PVM Scholar is co-principal investigator on study
Purdue University scientists led by co-principal investigators in the Colleges of Agriculture and Veterinary Medicine have identified the Supinoxin small-molecule drug as a possible new therapy for small-cell lung cancer (SCLC).
“Some cancer types are incredibly difficult to treat, one of them being small-cell lung cancer,” said Elizabeth Tran, professor of biochemistry in the College of Agriculture. Usually associated with smokers, SCLC accounts for only 15% of all lung cancer types. Despite the low percentage, SCLC causes about 250,000 deaths worldwide annually.
“The really sad thing about it, and why we wanted to look at small-cell lung cancer, is that the average survival for a patient after diagnosis is around 10 months,” Tran said. “Right now, the effective chemotherapies are practically nonexistent.”
Purdue Institute for Cancer Research members Tran and co-principal investigator Bennett Elzey, research associate professor of comparative pathobiology in the College of Veterinary Medicine, have published their results in the journal iScience. The team suggests that Supinoxin will more effectively treat tumors when combined with another therapeutic. The latest experiments probed the effects of Supinoxin on DDX5 protein activity in cancerous human cell lines and in an animal model.
“The hope is that while the Supinoxin keeps tumors small and keeps them from growing, we can hit the tumors with something else that will kill them,” Elzey said.
A team of researchers announced their synthesis of Supinoxin, also called RX5902, in 2010. Commercially available, Supinoxin has shown effectiveness in treating highly aggressive triple-negative breast cancer.
Supinoxin blocks SCLC progression through the DDX5 protein. Researchers in Tran’s lab published results in 2020 showing that DDX5 helps support the cancer’s malignant growth. DDX5 belongs to a family of RNA helicases, enzymes that unwind RNA molecules to begin a process allowing for various cellular functions to occur.
The 2020 paper reported that blocking DDX5 activity in SCLC cells via genetic manipulation reduces oxidative phosphorylation. This compromises the mitochondria — the powerhouse of the cells — and they die.
“The mitochondria go bad, and you have defective oxidative phosphorylation as well as defective cellular respiration,” said co-author Subhadeep Das, a postdoctoral scientist in biochemistry.
The researchers found that Supinoxin acts on DDX5 to reduce oxidative phosphorylation, Das noted. Oxidative phosphorylation is an essential part of the cellular respiration process that fuels virtually all biological and physical activity. Cellular respiration generates adenosine triphosphate (ATP), the energy-carrying molecule that fuels cellular activity.

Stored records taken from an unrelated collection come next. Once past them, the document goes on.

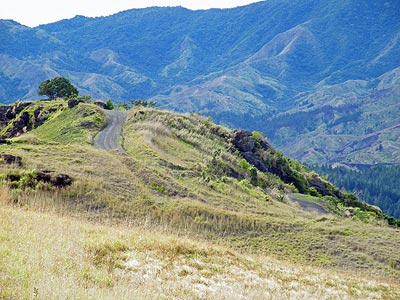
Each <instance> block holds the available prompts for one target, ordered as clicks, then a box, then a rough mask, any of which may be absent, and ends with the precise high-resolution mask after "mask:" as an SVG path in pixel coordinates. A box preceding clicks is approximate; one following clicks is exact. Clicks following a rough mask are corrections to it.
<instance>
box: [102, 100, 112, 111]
mask: <svg viewBox="0 0 400 300" xmlns="http://www.w3.org/2000/svg"><path fill="white" fill-rule="evenodd" d="M104 109H108V110H113V109H114V103H112V101H111V100H110V99H107V101H106V103H105V104H104Z"/></svg>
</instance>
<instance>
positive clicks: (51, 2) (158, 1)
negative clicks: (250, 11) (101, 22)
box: [0, 0, 260, 27]
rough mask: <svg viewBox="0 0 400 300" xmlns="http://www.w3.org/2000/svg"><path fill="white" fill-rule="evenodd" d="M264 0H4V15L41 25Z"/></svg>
mask: <svg viewBox="0 0 400 300" xmlns="http://www.w3.org/2000/svg"><path fill="white" fill-rule="evenodd" d="M259 1H260V0H147V1H144V0H2V2H3V3H2V4H1V7H0V19H13V20H15V21H17V22H19V23H21V24H24V25H27V26H31V27H33V26H37V25H39V24H46V23H51V22H55V21H58V20H62V19H68V18H72V17H74V16H76V15H84V16H87V17H95V16H108V15H112V14H114V13H116V12H119V11H122V10H127V9H130V8H143V7H149V6H184V7H187V8H189V9H207V8H228V7H235V6H241V5H246V4H249V3H252V2H259Z"/></svg>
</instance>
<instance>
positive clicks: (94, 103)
mask: <svg viewBox="0 0 400 300" xmlns="http://www.w3.org/2000/svg"><path fill="white" fill-rule="evenodd" d="M93 104H94V105H97V106H98V107H100V108H103V109H105V108H106V104H105V103H104V102H102V101H95V102H93Z"/></svg>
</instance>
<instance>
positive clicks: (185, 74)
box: [0, 0, 400, 164]
mask: <svg viewBox="0 0 400 300" xmlns="http://www.w3.org/2000/svg"><path fill="white" fill-rule="evenodd" d="M399 16H400V2H399V1H397V0H388V1H359V0H358V1H357V0H347V1H345V0H342V1H330V0H321V1H316V0H314V1H313V0H302V1H300V0H299V1H296V0H293V1H288V0H287V1H286V0H268V1H264V2H259V3H255V4H251V5H248V6H244V7H238V8H234V9H223V10H221V9H211V10H202V11H191V10H187V9H185V8H181V7H176V8H157V7H155V8H147V9H134V10H128V11H124V12H121V13H118V14H115V15H112V16H109V17H101V18H86V17H83V16H77V17H75V18H73V19H69V20H62V21H59V22H56V23H52V24H48V25H42V26H38V27H35V28H29V27H26V26H23V25H20V24H18V23H16V22H14V21H11V20H2V21H0V102H1V103H11V102H14V101H15V100H17V99H22V100H23V99H32V98H37V90H38V85H39V83H40V82H42V81H43V80H45V79H48V78H52V77H54V76H58V75H61V76H65V77H67V78H68V79H70V80H71V82H72V83H73V84H74V85H76V86H77V87H79V90H80V93H81V94H90V95H92V97H94V98H102V99H107V98H111V99H112V100H113V101H116V102H124V101H129V100H131V99H137V98H141V99H152V100H155V101H157V103H158V106H159V107H161V108H168V109H172V110H176V111H180V112H182V111H187V112H201V113H203V114H205V115H210V116H212V117H213V119H214V120H215V121H216V122H219V123H222V124H225V125H228V126H232V127H241V128H245V129H249V130H260V131H263V132H265V133H266V135H267V137H268V138H269V139H271V141H272V142H273V143H274V144H275V145H276V146H277V147H278V148H280V149H282V150H283V151H284V152H285V154H288V155H289V156H292V157H294V158H297V159H300V160H301V161H303V162H306V163H336V162H339V163H345V164H379V163H400V101H399V99H400V17H399Z"/></svg>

Research dating back a century led scientists to believe that cancer cells depend solely on glycolysis to generate ATP. In the last decade, however, new evidence has emerged that some cancer cells draw upon oxidative phosphorylation to generate ATP.
“It is still commonly thought that cancer cells rely on energy only by using the glycolysis pathway, but that turns out not to be true for all cancer types,” Tran explained. In cancer cells that depend predominantly on glycolysis, sugar is taken in and burned for energy without the end product of that reaction going through oxidative phosphorylation to obtain ATP in large amounts.
“Some types of cancer do use oxidative phosphorylation, and if they don’t have any energy, they can’t grow,” Tran said. “There is still an open question because we don’t know precisely how DDX5 is playing a role in that process of generating ATP.”
Tran, an RNA biologist, joined the Purdue faculty in 2009. Her early work at Purdue focused on using baker’s yeast as a model system for understanding RNA biology.
“We did a lot of work on an RNA helicase in that model system,” Tran said. “We found out what it does in a cell, but we also knew that its human counterpart had connections to cancer, and we didn’t understand why.” That led Tran to begin researching SCLC in 2018.
“We wanted not only to understand what that RNA helicase counterpart does in human cells, but if it is connected to promoting cancer growth and metastasis, can we stop it? Is there some way to identify a new chemotherapeutic that could be used to treat cancer types?”
Tran touts the potential for studying RNA helicase inhibitors like Supinoxin not only as cancer treatments but also as lab tools to learn how helicases work and what they do. DDX5 belongs to a family consisting of 40 RNA helicases.
A better understanding of RNA biology could lead to new targets for human disease treatment, Tran noted. Chemotherapies often target the cycle that cells undergo to grow and divide.
“RNA in general hasn’t been on people’s radar. It has precedence, I just don’t think it’s generally acknowledged,” she said. Elzey agreed that looking further into RNA biology could yield new clinical cancer treatments targeting the DDX family of proteins. “I’m looking forward to expanding our model, refining it and answering more difficult questions with it,” he said.
This research was funded by the Purdue Institute for Cancer Research and the National Institutes of Health.